## Heatmap: Action Probability in the Policy
### Overview
The image presents a comparison of action probabilities in a policy, comparing two methods ("Ours" and "PPO-Lagrangian") for two different actions ("Fill 1" and "Fill 2") across four positions. The action probabilities are visualized as heatmaps, with color intensity representing the probability value. The image also shows an example of the training data.
### Components/Axes
* **Title:** Action probability in the policy
* **X-Axis (Top):** "Fill 1 at 4 positions", "Fill 2 at 4 positions"
* **Y-Axis (Left):** "Ours", "PPO-Lagrangian"
* **Colorbar (Right):** Represents probability values, ranging from 0.00 to 0.40. The color gradient goes from white (0.00) to dark blue (0.40).
* 0.00
* 0.05
* 0.10
* 0.15
* 0.20
* 0.25
* 0.30
* 0.35
* 0.40
* **Training Data (Left):** Two 2x2 grids representing the training data. The top grid shows a partial stroke, and the bottom grid shows the result of "Fill 1 at row 2 col 1". An arrow labeled "Train" points from the training data to the heatmaps.
### Detailed Analysis
The heatmap is structured as a 2x2 grid, where each cell represents the probability of taking a specific action at a specific position.
**"Ours" Method:**
* **Fill 1 at 4 positions:**
* Top-left: 0.2503 (Dark Blue)
* Top-right: 0.0000 (White)
* Bottom-left: 0.0000 (White)
* Bottom-right: 0.2496 (Dark Blue)
* **Fill 2 at 4 positions:**
* Top-left: 0.0000 (White)
* Top-right: 0.2502 (Dark Blue)
* Bottom-left: 0.2499 (Dark Blue)
* Bottom-right: 0.0000 (White)
**"PPO-Lagrangian" Method:**
* **Fill 1 at 4 positions:**
* Top-left: 0.1385 (Light Blue)
* Top-right: 0.1377 (Light Blue)
* Bottom-left: 0.0323 (Almost White)
* Bottom-right: 0.1384 (Light Blue)
* **Fill 2 at 4 positions:**
* Top-left: 0.1377 (Light Blue)
* Top-right: 0.1383 (Light Blue)
* Bottom-left: 0.1381 (Light Blue)
* Bottom-right: 0.1381 (Light Blue)
### Key Observations
* The "Ours" method shows a strong preference for specific positions when filling, with probabilities close to 0.25 for two positions and 0.00 for the other two.
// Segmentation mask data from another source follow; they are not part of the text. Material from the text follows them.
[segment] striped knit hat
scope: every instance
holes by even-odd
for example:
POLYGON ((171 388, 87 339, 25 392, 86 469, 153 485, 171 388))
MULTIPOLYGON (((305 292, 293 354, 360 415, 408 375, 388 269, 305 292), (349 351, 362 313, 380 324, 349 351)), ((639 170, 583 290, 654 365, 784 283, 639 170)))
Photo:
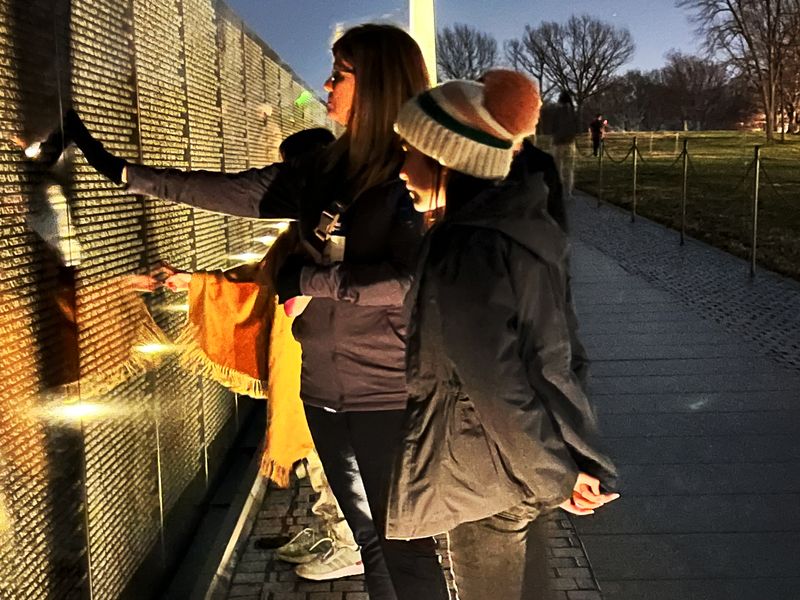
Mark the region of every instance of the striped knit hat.
POLYGON ((536 84, 516 71, 493 69, 481 82, 448 81, 400 109, 395 131, 440 164, 482 179, 502 179, 514 149, 539 121, 536 84))

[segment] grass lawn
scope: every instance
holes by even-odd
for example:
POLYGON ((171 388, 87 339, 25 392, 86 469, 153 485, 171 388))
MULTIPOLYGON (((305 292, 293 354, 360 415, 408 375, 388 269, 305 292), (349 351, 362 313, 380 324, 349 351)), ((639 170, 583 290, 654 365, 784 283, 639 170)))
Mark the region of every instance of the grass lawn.
MULTIPOLYGON (((612 133, 606 149, 622 159, 637 136, 639 177, 637 213, 680 229, 683 165, 677 160, 688 139, 689 176, 686 231, 738 256, 749 256, 753 205, 754 146, 761 148, 758 262, 800 279, 800 136, 766 145, 763 135, 736 131, 612 133), (750 167, 748 171, 748 167, 750 167)), ((549 141, 541 140, 547 149, 549 141)), ((599 168, 588 136, 578 141, 576 187, 600 193, 599 168)), ((630 209, 633 160, 603 162, 603 199, 630 209)), ((677 236, 676 236, 677 243, 677 236)))

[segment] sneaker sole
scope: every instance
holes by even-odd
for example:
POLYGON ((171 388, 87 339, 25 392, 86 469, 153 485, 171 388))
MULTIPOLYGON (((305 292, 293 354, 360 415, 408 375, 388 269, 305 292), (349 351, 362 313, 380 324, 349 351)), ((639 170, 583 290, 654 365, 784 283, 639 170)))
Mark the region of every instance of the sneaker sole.
POLYGON ((364 563, 357 562, 354 565, 348 565, 346 567, 342 567, 341 569, 337 569, 336 571, 329 571, 327 573, 307 573, 303 574, 298 572, 299 569, 295 569, 295 574, 298 577, 302 577, 303 579, 308 579, 310 581, 328 581, 330 579, 341 579, 342 577, 352 577, 353 575, 363 575, 364 574, 364 563))
POLYGON ((283 554, 275 553, 275 558, 285 563, 292 565, 306 565, 315 560, 319 554, 302 554, 300 556, 284 556, 283 554))

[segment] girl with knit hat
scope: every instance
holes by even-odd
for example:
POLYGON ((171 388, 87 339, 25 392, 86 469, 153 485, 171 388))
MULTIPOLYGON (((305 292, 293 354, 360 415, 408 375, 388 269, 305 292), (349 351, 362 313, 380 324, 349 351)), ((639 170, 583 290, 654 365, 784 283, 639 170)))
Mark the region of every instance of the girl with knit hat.
POLYGON ((443 217, 406 300, 410 400, 387 535, 449 532, 461 600, 542 597, 537 516, 617 497, 601 490, 615 470, 570 365, 567 240, 541 175, 504 181, 539 108, 528 78, 494 70, 421 93, 395 124, 415 208, 443 217))

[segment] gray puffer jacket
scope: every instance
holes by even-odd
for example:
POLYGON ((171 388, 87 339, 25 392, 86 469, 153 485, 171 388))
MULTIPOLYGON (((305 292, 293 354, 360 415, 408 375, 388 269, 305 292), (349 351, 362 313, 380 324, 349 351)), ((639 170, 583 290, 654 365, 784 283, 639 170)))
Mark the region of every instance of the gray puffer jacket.
MULTIPOLYGON (((315 243, 321 212, 347 193, 323 174, 319 157, 223 174, 128 166, 130 191, 228 215, 298 219, 315 243)), ((422 218, 400 179, 359 195, 342 216, 343 262, 306 267, 301 291, 313 299, 295 319, 303 349, 300 395, 335 411, 406 406, 403 299, 422 240, 422 218)))

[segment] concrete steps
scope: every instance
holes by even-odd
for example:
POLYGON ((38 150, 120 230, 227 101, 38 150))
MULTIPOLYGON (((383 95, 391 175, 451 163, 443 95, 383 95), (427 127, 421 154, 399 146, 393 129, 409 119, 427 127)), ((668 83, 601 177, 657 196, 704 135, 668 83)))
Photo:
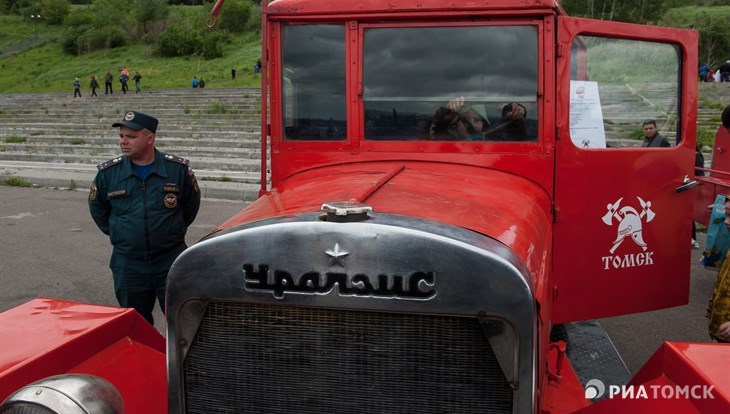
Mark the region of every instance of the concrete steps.
MULTIPOLYGON (((641 140, 633 138, 641 130, 637 119, 654 119, 665 138, 671 141, 676 137, 676 119, 666 113, 667 109, 676 111, 676 91, 662 84, 647 85, 641 90, 626 86, 601 86, 599 90, 604 118, 611 120, 605 127, 611 145, 640 145, 641 140)), ((698 130, 717 130, 722 107, 730 104, 730 83, 700 83, 698 90, 698 130)))
MULTIPOLYGON (((260 90, 172 89, 73 98, 0 95, 0 179, 88 187, 119 154, 114 122, 129 110, 157 117, 157 147, 190 160, 204 196, 251 201, 260 187, 260 90)), ((97 91, 99 93, 99 91, 97 91)))

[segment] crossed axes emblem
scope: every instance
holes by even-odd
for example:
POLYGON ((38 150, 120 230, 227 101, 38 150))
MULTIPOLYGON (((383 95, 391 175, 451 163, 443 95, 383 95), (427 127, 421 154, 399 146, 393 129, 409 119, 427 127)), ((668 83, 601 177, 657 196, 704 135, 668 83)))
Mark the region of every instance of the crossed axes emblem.
POLYGON ((613 219, 616 219, 618 222, 618 232, 616 234, 616 240, 613 242, 613 247, 611 247, 611 254, 618 249, 618 246, 623 243, 626 236, 630 236, 634 243, 646 251, 646 243, 641 233, 641 220, 646 217, 646 222, 648 223, 654 219, 655 214, 651 211, 651 201, 644 201, 641 197, 636 198, 639 199, 641 213, 631 206, 625 206, 619 209, 621 201, 624 199, 623 197, 616 200, 615 203, 606 206, 608 211, 601 218, 603 222, 609 226, 613 225, 613 219))

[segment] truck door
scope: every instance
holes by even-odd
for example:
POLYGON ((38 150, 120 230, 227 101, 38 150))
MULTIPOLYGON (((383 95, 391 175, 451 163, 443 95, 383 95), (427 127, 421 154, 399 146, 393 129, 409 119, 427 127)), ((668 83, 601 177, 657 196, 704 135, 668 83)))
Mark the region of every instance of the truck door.
POLYGON ((561 16, 557 43, 554 321, 686 304, 697 34, 561 16))

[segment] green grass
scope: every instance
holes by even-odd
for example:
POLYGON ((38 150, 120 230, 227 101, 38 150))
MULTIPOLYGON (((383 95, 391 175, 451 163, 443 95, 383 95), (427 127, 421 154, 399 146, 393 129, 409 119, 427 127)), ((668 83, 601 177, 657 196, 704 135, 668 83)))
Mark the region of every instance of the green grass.
POLYGON ((712 147, 715 144, 715 134, 717 129, 711 129, 706 127, 697 128, 697 144, 701 146, 709 145, 712 147))
POLYGON ((6 178, 3 180, 3 185, 7 185, 9 187, 31 187, 33 184, 29 183, 28 181, 25 181, 22 178, 6 178))
POLYGON ((220 177, 202 177, 200 178, 201 181, 218 181, 222 183, 229 183, 233 181, 231 177, 226 177, 225 175, 222 175, 220 177))
POLYGON ((206 114, 240 114, 241 111, 236 107, 232 106, 231 108, 228 108, 225 104, 214 101, 210 104, 208 108, 204 110, 204 113, 206 114))
MULTIPOLYGON (((717 109, 720 113, 725 108, 725 105, 722 102, 712 101, 702 95, 699 96, 699 100, 700 100, 700 106, 703 106, 705 108, 717 109)), ((719 120, 720 120, 720 117, 718 115, 717 121, 719 121, 719 120)))
POLYGON ((56 38, 61 34, 60 26, 38 23, 33 26, 28 19, 15 15, 0 15, 0 53, 12 51, 14 45, 29 39, 56 38), (34 33, 35 30, 35 33, 34 33))
MULTIPOLYGON (((193 7, 203 10, 204 6, 193 7)), ((195 10, 179 14, 199 15, 195 10)), ((199 24, 204 26, 204 19, 200 20, 199 24)), ((114 89, 118 90, 120 84, 116 79, 123 66, 132 75, 140 72, 143 91, 190 87, 193 76, 205 79, 207 88, 256 87, 261 84, 261 77, 253 75, 253 64, 261 57, 261 35, 254 31, 231 35, 223 44, 222 58, 205 60, 198 57, 158 57, 154 54, 153 45, 141 43, 73 56, 64 52, 56 41, 61 36, 61 27, 38 23, 36 29, 36 37, 49 40, 29 50, 3 54, 0 59, 0 70, 5 74, 0 77, 0 91, 3 93, 72 91, 76 77, 82 81, 82 92, 87 92, 91 76, 103 79, 107 71, 115 76, 114 89), (235 81, 231 79, 232 67, 236 68, 235 81)), ((0 16, 0 54, 12 50, 24 39, 33 38, 33 30, 33 24, 20 16, 0 16)), ((100 83, 103 91, 103 80, 100 83)), ((134 88, 133 82, 130 88, 134 88)))
POLYGON ((25 141, 26 138, 19 135, 10 135, 9 137, 5 138, 5 142, 7 142, 8 144, 22 144, 25 141))

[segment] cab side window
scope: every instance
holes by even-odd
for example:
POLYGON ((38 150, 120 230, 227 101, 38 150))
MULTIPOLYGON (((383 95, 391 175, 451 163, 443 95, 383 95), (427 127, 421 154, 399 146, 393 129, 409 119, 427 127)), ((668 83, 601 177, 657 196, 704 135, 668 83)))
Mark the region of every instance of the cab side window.
POLYGON ((345 26, 285 26, 282 54, 284 137, 347 139, 345 26))
POLYGON ((648 149, 680 141, 676 46, 595 36, 571 45, 570 136, 579 148, 648 149))

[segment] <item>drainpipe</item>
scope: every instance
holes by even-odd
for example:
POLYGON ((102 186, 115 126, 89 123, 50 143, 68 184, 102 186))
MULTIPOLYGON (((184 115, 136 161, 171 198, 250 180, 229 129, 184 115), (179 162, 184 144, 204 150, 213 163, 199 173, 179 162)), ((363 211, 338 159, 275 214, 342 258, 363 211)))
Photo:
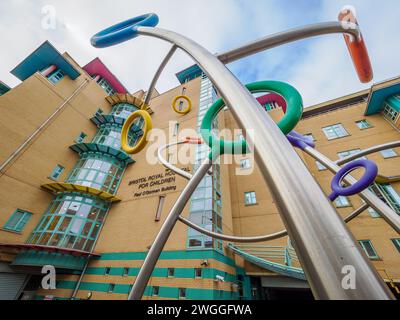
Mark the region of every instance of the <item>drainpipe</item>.
POLYGON ((110 209, 108 209, 106 215, 104 216, 104 221, 103 221, 103 223, 101 224, 101 227, 100 227, 99 232, 97 233, 97 238, 96 238, 96 240, 94 240, 92 249, 90 250, 90 253, 89 253, 89 255, 88 255, 87 258, 86 258, 85 266, 83 267, 83 270, 82 270, 81 274, 79 275, 78 282, 76 283, 76 286, 75 286, 75 288, 74 288, 74 291, 72 292, 72 295, 71 295, 70 300, 74 300, 75 297, 76 297, 76 294, 77 294, 78 291, 79 291, 79 287, 81 286, 81 282, 82 282, 82 280, 83 280, 83 276, 84 276, 85 273, 86 273, 86 270, 87 270, 87 268, 88 268, 88 266, 89 266, 90 258, 92 257, 94 248, 96 247, 97 240, 98 240, 99 237, 100 237, 100 234, 101 234, 101 231, 103 230, 104 225, 106 224, 109 211, 110 211, 110 209))
POLYGON ((70 102, 89 82, 88 79, 85 79, 79 87, 67 98, 63 103, 37 128, 0 166, 0 173, 4 173, 4 168, 14 160, 27 146, 28 144, 35 139, 43 129, 64 109, 64 107, 70 102))
POLYGON ((50 73, 52 73, 53 71, 55 71, 57 69, 57 66, 52 64, 50 67, 48 67, 46 70, 44 70, 43 72, 41 72, 43 77, 47 77, 50 73))
POLYGON ((95 77, 93 78, 93 80, 96 81, 96 82, 99 82, 100 76, 99 76, 99 75, 95 76, 95 77))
* The "PPO-Lagrangian" method shows a more uniform distribution of probabilities across all positions, with values around 0.13-0.14.
* The color intensity directly corresponds to the probability value, as indicated by the colorbar.
### Interpretation
The data suggests that the "Ours" method has learned a more deterministic policy, focusing on specific positions for each action. In contrast, the "PPO-Lagrangian" method has learned a more stochastic policy, distributing probabilities more evenly across all positions. This could indicate that the "Ours" method is more confident in its actions, while the "PPO-Lagrangian" method is more exploratory. The training data provides context for the actions, showing the initial state and the result of filling a specific position.